CDC: You can take your mask off if you’re fully vaccinated
AMATEUR VENTRILOQUIST: Goddammit
Is hitting yourself in the face when you open your car door considered “hot”? Say yes.
Um, my eyes are up here.
-giraffes
Asked for Cheez-its
Wife buys Cheese Nips
Now she’s sitting in the corner thinking about what she did.

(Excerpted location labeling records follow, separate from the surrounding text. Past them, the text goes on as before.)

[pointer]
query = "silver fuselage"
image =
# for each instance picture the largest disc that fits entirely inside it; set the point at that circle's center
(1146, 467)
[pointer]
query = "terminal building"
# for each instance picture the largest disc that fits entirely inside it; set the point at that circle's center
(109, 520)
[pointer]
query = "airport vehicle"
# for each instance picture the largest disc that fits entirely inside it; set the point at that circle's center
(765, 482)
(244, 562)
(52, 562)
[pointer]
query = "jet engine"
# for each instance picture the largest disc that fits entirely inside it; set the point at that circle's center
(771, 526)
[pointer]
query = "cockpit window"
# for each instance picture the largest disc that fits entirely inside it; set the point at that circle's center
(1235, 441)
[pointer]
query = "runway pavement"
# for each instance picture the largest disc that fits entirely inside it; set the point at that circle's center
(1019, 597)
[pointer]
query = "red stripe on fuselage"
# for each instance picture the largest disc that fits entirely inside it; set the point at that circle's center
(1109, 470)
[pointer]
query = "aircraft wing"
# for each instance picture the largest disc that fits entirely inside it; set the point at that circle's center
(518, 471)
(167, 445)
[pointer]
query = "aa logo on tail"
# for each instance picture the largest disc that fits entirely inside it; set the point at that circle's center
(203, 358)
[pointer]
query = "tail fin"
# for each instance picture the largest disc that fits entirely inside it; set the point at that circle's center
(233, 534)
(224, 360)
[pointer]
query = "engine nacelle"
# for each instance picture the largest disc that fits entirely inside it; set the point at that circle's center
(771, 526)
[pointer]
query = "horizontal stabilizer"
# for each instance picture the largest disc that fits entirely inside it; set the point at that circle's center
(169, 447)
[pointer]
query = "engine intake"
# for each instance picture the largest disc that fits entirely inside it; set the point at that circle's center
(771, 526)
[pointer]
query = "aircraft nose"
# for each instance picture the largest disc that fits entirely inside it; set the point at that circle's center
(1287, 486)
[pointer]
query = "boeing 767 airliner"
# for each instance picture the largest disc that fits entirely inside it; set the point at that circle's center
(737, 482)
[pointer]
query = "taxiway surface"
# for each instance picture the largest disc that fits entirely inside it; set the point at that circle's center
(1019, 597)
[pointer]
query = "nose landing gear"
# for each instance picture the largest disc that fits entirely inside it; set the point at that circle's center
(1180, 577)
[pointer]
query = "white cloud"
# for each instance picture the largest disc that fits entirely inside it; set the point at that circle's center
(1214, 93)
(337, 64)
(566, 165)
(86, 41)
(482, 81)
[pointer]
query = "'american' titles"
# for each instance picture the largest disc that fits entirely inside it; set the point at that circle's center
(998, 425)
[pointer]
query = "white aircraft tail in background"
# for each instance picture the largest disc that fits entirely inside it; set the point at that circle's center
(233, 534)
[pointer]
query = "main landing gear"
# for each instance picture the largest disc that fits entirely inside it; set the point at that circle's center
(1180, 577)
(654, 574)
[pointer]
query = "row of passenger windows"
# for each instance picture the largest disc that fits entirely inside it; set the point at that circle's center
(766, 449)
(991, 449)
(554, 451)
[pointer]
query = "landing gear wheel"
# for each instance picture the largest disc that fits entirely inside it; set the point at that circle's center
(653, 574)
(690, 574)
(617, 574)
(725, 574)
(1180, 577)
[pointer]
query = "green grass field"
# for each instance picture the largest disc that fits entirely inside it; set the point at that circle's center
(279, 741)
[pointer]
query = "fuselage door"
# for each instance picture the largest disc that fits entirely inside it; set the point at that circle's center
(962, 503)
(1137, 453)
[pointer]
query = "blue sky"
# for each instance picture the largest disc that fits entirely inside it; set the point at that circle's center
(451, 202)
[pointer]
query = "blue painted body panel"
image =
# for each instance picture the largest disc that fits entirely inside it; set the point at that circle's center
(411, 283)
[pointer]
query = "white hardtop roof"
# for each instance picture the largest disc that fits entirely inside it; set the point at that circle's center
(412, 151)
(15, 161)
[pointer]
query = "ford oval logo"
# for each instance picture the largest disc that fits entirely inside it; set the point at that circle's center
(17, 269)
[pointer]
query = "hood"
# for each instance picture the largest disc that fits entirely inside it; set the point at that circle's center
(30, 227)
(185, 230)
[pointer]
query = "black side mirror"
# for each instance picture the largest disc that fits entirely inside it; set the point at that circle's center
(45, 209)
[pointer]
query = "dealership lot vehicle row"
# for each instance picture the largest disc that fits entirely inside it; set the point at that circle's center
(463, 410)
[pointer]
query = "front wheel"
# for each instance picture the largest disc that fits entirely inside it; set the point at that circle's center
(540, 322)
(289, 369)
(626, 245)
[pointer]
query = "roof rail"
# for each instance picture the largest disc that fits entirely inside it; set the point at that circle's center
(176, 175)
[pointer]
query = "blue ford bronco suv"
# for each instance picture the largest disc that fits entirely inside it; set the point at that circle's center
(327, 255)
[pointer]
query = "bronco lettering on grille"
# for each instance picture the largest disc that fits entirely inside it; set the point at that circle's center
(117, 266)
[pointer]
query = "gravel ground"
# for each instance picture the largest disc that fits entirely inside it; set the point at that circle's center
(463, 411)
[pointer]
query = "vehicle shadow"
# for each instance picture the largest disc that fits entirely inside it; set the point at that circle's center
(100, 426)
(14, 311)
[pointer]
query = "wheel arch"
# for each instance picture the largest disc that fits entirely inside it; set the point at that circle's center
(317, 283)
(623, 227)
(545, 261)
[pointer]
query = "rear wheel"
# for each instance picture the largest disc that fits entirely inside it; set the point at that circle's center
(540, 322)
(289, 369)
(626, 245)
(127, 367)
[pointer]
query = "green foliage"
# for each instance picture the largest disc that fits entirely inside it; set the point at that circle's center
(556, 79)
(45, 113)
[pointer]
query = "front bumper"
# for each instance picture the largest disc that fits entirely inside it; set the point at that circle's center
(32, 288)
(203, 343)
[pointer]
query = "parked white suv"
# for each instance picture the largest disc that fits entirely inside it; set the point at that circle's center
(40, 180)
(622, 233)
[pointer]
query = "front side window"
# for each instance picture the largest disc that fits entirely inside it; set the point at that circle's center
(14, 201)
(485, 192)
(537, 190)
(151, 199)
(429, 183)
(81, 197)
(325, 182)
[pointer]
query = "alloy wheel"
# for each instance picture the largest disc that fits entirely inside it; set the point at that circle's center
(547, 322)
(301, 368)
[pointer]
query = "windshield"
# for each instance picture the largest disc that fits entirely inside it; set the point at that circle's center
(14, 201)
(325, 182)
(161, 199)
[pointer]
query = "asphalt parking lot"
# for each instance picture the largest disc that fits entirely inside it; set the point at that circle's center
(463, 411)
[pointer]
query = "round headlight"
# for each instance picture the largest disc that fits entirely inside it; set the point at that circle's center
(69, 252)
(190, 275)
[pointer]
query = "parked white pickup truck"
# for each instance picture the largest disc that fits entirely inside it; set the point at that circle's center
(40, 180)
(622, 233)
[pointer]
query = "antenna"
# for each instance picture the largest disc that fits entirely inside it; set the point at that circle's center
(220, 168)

Imagine being the roommate of someone who was abducted by aliens and having to live knowing aliens were completely uninterested in the opportunity to probe you
Jellyfish 1: i’m so lonely
Jellyfish 2: you should try dating
Jellyfish 1: idk maybe
Jellyfish 2: *motions to cute girl* i think she’s flirting with you
Jellyfish 1: *enamoured* who is she?
Plastic bag:
Let’s find out what pisses the crickets off and do THAT during the day
Update on my fitness journey: at the farmers’ market my wife handed me a bag of celery and said, “careful, it’s heavy.”
[Toy Story 5: The College Years]
girl: do I give you a woody?Andy: don’t– hey, don’t call it that
Survival Tip: When flipping off your wife behind her back…
Make sure she’s not standing in front of a mirror.
Dads love saying, “I can see 3 eggs from where I’m standing that you haven’t found yet.”